Self-Storage · FL, TX · Sponsored by SmartStop

$100,000
Minimum Investment
4.41%
Year-1 Cash Flow
0.00%
Loan-to-Value
10 Yrs
Est. Hold Period

Offering Overview

Three stabilized self-storage facilities (~301,000 rentable SF; 2,281 storage units and 98 vehicle/RV spaces) held debt-free in a parent/operating DST structure and operated under the SmartStop Self Storage brand: 6707 Narcoossee Road, Orlando FL (97,300 SF, 677 units, 2003 vintage, in the high-growth Lake Nona/Narcoossee corridor), 3701 FM Road 2181, Corinth TX (97,050 SF, 766 units, 2000-2005 vintage, Denton County/DFW), and 7905 Spencer Highway, Pasadena TX (106,618 SF, 838 units plus 81 vehicle spaces, 2003-2007 vintage, Houston/Bay Area). Portfolio occupancy is ~91.2%. The properties are leased to an affiliated master tenant under a 10-year master lease with a base/additional/bonus-rent waterfall, and managed by a SmartStop-affiliated property manager.

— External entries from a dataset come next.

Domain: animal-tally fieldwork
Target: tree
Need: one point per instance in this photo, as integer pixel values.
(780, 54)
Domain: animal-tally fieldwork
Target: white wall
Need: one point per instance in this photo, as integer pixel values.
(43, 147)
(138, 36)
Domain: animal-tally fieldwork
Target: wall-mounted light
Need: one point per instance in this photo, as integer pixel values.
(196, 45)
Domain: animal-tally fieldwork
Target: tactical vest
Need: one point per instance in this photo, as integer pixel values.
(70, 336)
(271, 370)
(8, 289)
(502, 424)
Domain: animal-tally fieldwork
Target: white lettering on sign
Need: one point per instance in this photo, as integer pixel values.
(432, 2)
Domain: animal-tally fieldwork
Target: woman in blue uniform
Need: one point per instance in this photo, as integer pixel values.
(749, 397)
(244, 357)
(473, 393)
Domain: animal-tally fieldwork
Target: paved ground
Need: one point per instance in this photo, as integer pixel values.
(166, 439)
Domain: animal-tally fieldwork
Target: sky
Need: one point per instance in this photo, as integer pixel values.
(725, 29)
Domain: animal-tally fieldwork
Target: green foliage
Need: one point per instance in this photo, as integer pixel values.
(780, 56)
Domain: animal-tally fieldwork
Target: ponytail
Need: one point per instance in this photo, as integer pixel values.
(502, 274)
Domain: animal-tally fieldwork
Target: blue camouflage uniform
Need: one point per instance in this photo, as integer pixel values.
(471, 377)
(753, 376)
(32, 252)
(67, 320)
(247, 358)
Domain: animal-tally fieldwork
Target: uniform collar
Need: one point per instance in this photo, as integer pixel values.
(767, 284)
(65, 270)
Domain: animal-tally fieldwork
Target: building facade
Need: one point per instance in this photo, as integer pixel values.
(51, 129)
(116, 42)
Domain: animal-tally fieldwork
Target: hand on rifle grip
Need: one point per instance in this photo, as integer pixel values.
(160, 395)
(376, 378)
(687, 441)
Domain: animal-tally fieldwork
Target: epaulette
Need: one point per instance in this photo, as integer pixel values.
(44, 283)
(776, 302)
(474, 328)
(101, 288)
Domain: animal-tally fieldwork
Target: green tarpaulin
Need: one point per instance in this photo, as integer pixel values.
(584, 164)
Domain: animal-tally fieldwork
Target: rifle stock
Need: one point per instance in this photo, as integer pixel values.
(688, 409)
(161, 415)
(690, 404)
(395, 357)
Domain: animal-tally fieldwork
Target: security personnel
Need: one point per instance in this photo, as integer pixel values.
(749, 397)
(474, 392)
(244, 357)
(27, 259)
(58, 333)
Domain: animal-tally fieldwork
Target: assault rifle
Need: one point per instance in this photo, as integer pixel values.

Thesis is inflation-responsive operating income from necessity-based self-storage in Sun Belt growth markets, with month-to-month rental structure enabling active revenue management and an optional Section 721 rollover into the sponsor's affiliated operating partnership.

Investment Highlights

  • The portfolio is operated under the SmartStop Self Storage platform (ultimate parent SmartStop Self Storage REIT, NYSE: SMA), a scaled institutional self-storage owner-operator with established revenue-management systems. Operating control, master-tenant, and property-management functions all sit with SmartStop affiliates, aligning the assets with a national operator's pricing and marketing infrastructure; the same arrangement concentrates execution dependence on a single, vertically affiliated operator rather than diversified third parties.
  • The Orlando asset anchors the portfolio in the Lake Nona/Narcoossee corridor, among the fastest-growing submarkets in the Sun Belt, with heavy 2023-2024 residential delivery (multiple 250-350 unit multifamily projects and a 156-room hotel) generating new household formation that drives storage demand. The same pipeline, however, includes a 100,000 SF self-storage facility delivered in 2024, an explicit competitive-supply signal in a sector where demand is hyper-local to a roughly three-mile trade area.
  • Self-storage's month-to-month rental structure permits near-continuous repricing through revenue management, providing inflation pass-through that fixed long-term net leases cannot replicate; the master-lease waterfall channels this upside to investors via Additional Rent and Bonus Rent (80% of gross income above stated breakpoints), so forecast distributions escalate from 4.41% to 5.06% on operating performance rather than contractual escalators. The offset is structurally higher tenant churn and occupancy volatility than credit-tenant net lease.
  • The portfolio was acquired free and clear with cash, eliminating mortgage, refinancing, maturity, rate-cap, and foreclosure risk, and removing the equal-or-greater-debt replacement requirement for 1031 investors averse to boot-offsetting leverage. The trust agreement nonetheless preserves the ability to incur future financing, so the debt-free position is a current state rather than a permanent covenant.
  • For cash (non-1031) investors the structure delivers substantial depreciation shelter, with roughly 74-77% of forecast cash flow sheltered and a tax-equivalent yield averaging approximately 6.16% against a 40% assumed effective tax rate. Combined with the bonus-rent participation, this positions the offering as an income vehicle with embedded tax efficiency and modest operating upside rather than a fixed-coupon instrument.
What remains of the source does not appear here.